There are far more agendas in the strategy room than just developing a winning strategy, Smit says. There are egos and competing agendas to contend with. The plan may be to discuss a five-year strategy, but what really matters is the first year’s budget. Many managers try to secure resources for the coming year, while deferring tough choices as far as possible into the future. “One outcome of these dynamics is a hockey stick projection, which shows rapid future success after a dip in the following year’s budget,” says Smit, who is based in Amsterdam .

How managers operate actually overwhelms the strategy a company has drawn up. “People have egos, they don’t like to get a no; they want to get the best for their business even though some other business in a company has a better chance of succeeding. The process is clouded by self-interest and biases,” he explains.

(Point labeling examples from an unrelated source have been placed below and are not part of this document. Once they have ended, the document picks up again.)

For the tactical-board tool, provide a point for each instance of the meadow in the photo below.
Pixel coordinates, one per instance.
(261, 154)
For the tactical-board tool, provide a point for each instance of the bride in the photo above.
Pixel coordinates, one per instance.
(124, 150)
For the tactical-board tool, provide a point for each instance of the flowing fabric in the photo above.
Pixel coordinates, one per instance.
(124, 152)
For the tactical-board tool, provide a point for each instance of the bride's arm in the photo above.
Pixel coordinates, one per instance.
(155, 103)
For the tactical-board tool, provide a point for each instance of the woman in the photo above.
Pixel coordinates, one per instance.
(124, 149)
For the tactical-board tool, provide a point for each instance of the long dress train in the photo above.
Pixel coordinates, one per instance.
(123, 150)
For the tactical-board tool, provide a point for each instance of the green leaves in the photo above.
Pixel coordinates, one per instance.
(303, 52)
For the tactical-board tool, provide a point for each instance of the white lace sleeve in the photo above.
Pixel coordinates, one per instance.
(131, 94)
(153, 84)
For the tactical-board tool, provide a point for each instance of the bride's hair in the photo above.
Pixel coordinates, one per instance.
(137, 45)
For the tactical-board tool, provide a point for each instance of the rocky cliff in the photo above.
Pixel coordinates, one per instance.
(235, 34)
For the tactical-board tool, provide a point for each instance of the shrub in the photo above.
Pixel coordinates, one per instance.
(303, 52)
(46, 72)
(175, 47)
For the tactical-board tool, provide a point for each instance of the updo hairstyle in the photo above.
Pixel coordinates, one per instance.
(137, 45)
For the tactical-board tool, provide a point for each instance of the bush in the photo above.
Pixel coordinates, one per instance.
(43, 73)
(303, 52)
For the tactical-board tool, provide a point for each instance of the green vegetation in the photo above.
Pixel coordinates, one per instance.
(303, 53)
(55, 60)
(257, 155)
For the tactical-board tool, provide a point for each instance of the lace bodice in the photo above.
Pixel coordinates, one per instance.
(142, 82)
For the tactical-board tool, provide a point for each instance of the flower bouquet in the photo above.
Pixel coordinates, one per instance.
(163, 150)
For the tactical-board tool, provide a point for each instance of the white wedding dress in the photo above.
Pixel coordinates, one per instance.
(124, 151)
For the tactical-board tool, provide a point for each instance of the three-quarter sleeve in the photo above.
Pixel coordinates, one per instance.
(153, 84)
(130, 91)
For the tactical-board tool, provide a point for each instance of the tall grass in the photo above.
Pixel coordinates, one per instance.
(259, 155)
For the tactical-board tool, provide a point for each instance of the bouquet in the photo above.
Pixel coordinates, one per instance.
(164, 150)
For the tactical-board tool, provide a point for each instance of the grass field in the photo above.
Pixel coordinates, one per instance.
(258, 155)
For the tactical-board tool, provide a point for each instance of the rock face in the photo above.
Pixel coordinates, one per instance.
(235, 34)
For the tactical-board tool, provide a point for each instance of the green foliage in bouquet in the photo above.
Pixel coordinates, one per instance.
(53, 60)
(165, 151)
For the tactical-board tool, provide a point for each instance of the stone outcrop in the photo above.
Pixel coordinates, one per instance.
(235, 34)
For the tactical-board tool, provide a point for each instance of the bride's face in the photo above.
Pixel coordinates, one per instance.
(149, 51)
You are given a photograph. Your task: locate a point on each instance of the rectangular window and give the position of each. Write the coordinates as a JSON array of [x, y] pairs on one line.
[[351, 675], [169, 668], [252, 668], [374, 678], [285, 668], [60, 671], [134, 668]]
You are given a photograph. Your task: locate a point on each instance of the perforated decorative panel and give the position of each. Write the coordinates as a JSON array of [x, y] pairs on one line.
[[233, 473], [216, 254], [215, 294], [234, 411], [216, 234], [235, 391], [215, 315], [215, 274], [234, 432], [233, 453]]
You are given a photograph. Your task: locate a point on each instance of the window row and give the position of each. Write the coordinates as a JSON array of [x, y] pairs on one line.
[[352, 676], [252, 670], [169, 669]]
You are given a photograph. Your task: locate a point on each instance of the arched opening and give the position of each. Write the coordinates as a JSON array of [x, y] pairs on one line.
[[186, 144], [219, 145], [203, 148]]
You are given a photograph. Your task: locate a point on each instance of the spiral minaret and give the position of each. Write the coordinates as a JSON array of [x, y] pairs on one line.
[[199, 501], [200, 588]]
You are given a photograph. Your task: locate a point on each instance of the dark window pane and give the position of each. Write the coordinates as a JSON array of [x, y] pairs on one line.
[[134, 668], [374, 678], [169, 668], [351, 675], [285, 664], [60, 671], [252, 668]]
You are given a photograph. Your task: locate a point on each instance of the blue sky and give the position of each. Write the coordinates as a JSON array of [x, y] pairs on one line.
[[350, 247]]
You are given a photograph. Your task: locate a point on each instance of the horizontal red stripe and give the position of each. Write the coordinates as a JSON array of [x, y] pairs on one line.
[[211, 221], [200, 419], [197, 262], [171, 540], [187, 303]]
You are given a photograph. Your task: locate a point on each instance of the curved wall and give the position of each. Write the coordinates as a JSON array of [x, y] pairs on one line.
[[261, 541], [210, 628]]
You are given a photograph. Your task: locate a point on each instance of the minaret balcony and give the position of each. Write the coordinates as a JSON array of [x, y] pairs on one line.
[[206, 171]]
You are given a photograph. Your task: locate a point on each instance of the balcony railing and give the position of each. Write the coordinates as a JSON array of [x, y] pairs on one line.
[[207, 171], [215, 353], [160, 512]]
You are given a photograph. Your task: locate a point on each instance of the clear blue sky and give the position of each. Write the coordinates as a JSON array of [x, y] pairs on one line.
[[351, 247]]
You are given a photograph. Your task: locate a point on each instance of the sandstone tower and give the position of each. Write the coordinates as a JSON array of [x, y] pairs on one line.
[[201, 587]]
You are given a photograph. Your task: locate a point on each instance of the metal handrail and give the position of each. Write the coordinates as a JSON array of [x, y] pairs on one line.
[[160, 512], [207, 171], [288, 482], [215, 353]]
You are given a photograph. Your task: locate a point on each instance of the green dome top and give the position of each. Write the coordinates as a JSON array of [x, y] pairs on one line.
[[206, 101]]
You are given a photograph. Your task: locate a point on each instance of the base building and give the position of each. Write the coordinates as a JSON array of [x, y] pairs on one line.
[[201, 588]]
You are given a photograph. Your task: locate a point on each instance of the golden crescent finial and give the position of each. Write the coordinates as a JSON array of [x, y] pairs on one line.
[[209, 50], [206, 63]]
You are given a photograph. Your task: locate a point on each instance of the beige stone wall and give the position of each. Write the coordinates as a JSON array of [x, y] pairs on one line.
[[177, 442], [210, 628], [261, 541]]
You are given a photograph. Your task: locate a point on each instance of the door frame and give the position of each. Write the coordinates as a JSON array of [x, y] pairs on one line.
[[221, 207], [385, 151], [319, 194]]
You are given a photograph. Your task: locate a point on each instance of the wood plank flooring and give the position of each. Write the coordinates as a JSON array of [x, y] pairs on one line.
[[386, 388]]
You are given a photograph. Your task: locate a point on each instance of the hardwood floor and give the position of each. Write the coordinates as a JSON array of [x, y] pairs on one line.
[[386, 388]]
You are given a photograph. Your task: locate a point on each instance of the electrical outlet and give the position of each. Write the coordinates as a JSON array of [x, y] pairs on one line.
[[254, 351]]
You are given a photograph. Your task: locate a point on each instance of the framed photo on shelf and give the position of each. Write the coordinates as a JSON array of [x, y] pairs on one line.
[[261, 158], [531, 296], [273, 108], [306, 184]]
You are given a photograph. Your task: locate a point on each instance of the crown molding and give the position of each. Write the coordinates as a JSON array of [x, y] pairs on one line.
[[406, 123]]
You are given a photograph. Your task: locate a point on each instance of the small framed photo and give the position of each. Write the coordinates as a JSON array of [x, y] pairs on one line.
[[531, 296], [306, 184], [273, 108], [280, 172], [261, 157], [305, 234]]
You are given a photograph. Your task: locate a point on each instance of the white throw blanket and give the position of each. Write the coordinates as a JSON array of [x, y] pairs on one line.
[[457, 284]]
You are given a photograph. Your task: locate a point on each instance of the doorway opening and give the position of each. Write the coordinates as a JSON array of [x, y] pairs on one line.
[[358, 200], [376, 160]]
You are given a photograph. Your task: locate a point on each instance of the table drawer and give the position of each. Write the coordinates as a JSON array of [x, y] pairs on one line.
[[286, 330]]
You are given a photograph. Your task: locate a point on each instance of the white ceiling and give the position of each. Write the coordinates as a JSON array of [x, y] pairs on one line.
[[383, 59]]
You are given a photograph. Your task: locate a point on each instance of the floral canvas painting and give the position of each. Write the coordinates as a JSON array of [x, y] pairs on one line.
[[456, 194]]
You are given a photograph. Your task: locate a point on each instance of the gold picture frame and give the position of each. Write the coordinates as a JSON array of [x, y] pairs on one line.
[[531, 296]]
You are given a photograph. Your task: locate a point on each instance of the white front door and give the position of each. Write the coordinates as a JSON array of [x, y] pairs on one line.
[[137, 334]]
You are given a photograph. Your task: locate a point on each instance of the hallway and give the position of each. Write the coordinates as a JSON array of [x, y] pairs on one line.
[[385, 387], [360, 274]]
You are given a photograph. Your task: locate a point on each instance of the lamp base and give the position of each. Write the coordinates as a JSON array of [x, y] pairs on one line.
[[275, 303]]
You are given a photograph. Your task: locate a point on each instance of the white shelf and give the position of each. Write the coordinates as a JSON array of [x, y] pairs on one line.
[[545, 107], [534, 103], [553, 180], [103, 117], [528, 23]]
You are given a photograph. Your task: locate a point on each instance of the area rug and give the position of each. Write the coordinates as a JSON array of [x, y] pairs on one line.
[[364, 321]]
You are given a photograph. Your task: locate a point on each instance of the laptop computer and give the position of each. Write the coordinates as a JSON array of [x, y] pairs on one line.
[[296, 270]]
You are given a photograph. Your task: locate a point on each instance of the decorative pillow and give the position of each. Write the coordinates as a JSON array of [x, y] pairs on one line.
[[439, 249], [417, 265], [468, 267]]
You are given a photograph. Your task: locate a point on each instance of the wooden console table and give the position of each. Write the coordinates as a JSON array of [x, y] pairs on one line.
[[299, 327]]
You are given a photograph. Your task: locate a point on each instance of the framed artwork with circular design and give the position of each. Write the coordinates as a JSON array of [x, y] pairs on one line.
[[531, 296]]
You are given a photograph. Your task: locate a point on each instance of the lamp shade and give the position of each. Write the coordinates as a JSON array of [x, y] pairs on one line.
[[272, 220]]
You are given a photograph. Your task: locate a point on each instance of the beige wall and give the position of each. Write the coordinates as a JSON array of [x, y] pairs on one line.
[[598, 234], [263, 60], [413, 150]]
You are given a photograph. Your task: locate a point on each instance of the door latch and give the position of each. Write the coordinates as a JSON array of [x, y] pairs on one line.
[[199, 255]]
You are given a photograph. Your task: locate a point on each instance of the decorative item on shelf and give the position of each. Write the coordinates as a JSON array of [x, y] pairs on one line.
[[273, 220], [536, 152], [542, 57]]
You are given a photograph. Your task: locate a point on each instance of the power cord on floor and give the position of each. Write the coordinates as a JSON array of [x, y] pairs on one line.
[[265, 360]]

To overcome this social side of strategy, Smit says there has to be continuous dialogue, rather than setting strategy in stone. “You need to purposefully insert things that change the structure of the dialogue,” he adds. CEOs should also encourage the debate of alternative proposals. “We know that 30 per cent of decisions are different when you debate alternatives than when you only debate one proposal. That’s a big deal, so you better debate them.”

Power curve

The book is split into two major parts: first, is expansive empirical research over 2,400 companies furnishing insights that the authors say should inform strategic decision, moving beyond the typical frameworks in vogue today. The second is the social side of strategy as described above.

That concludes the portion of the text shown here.